The more meat and dairy consumed, the greater the need for extra calcium (the RNI for calcium is set at 1000 mg for US adults). Other foods that cause calcium loss and increase the need for calcium include those high in fat and salt, as well as alcoholic, caffeinated and carbonated drinks." (http://www.healthwriter.co.uk/calcium-osteoporosis.html)
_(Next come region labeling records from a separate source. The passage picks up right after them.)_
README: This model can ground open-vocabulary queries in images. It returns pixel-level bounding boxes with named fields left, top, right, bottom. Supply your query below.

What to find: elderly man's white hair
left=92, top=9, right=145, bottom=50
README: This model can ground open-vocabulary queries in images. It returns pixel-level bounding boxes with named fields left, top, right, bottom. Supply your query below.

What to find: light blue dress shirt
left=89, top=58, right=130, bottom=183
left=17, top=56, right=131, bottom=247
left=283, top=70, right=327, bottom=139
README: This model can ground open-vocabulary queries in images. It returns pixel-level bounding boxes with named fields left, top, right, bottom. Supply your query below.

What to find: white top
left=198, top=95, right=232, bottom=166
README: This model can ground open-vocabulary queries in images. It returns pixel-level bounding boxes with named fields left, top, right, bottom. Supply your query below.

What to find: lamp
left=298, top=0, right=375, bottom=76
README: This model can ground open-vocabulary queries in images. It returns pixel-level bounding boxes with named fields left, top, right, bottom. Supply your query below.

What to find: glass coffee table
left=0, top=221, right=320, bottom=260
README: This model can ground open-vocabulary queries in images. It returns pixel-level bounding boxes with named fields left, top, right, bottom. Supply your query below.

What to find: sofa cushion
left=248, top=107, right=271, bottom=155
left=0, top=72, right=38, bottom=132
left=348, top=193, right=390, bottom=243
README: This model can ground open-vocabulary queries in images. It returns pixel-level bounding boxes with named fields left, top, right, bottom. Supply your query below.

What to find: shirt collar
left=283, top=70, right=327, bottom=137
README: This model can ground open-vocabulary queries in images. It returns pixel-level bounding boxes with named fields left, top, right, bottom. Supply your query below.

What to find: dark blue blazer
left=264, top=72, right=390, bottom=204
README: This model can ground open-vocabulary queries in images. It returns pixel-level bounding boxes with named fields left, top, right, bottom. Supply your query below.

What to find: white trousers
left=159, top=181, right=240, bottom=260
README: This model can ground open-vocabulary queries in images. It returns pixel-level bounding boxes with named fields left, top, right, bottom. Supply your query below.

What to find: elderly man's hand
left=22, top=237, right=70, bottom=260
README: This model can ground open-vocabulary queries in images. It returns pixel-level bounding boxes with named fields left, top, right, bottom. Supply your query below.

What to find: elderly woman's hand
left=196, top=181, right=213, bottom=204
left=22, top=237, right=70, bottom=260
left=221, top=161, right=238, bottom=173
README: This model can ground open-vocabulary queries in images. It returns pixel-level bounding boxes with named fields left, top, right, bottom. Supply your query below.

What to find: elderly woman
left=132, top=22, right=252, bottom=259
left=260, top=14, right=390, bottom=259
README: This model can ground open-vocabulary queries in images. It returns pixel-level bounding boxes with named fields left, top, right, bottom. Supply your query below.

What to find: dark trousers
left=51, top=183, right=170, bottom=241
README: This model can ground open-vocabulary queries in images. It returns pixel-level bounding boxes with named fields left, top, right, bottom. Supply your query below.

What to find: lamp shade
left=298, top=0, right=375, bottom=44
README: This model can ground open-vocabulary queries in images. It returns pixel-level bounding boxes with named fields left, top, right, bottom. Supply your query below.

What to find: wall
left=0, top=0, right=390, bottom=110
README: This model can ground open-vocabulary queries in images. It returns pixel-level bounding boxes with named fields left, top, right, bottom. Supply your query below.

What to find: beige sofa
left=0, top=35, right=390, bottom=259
Which just goes to show that dairy isn't the answer to all of our calcium woes. If like me however, you are still concerned about not getting enough calcium in your diet as you may not want to eat fish cakes and dried prunes all day every day then consider a supplement. I use Thompson's liquid calcium which is available through most health stores in NZ and Australia. I pierce it for the kids and squirt it into their cereal or pancakes in the morning. My son has got to the stage where he will ask for it if it is not there.
Now just before I run off and dance to some music with my kids (great exercise when it is too hot to go outdoors) here is that Jamie Oliver recipe I was raging about before. I've changed it a tad as the measuring system was really weird and getting you to add 311.84g of pasta for example so feel free to play around with it. I did.
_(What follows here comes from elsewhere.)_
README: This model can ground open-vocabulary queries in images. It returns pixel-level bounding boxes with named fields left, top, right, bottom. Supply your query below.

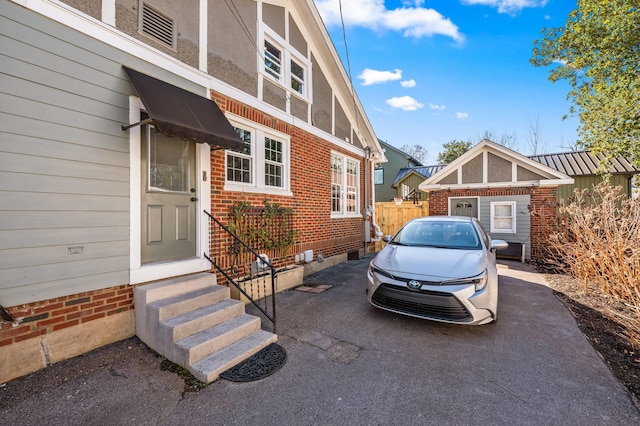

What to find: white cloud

Jamie Oliver's DIVINE pasta salad (my words, not his)
- 300 g small shell pasta
- 3 garlic cloves
- 250 g yellow cherry tomatoes
- 250 g cherry tomatoes
- 100 g black olives, pitted
- 20 g fresh chives
- 50 g fresh basil
- 1 medium cucumber
- 60 ml white wine vinegar
- 100 ml extra virgin olive oil
- sea salt
- fresh ground black pepper
Directions:
- Bring a large pan of salted water to the boil.
- Throw in the pasta and garlic and simmer for about 5 minutes or until al dente, and drain.
- Put the garlic to one side for the dressing.
- Put the pasta in a bowl.
- Chop the tomatoes, olives, chives, basil and cucumber into pieces about half the size of the pasta and add to the bowl.
- Squash the garlic cloves out of their skins and pound in a pestle and mortar.
- Add the vinegar, oil and seasoning.
- Drizzle this over the salad, adding a little more seasoning to taste.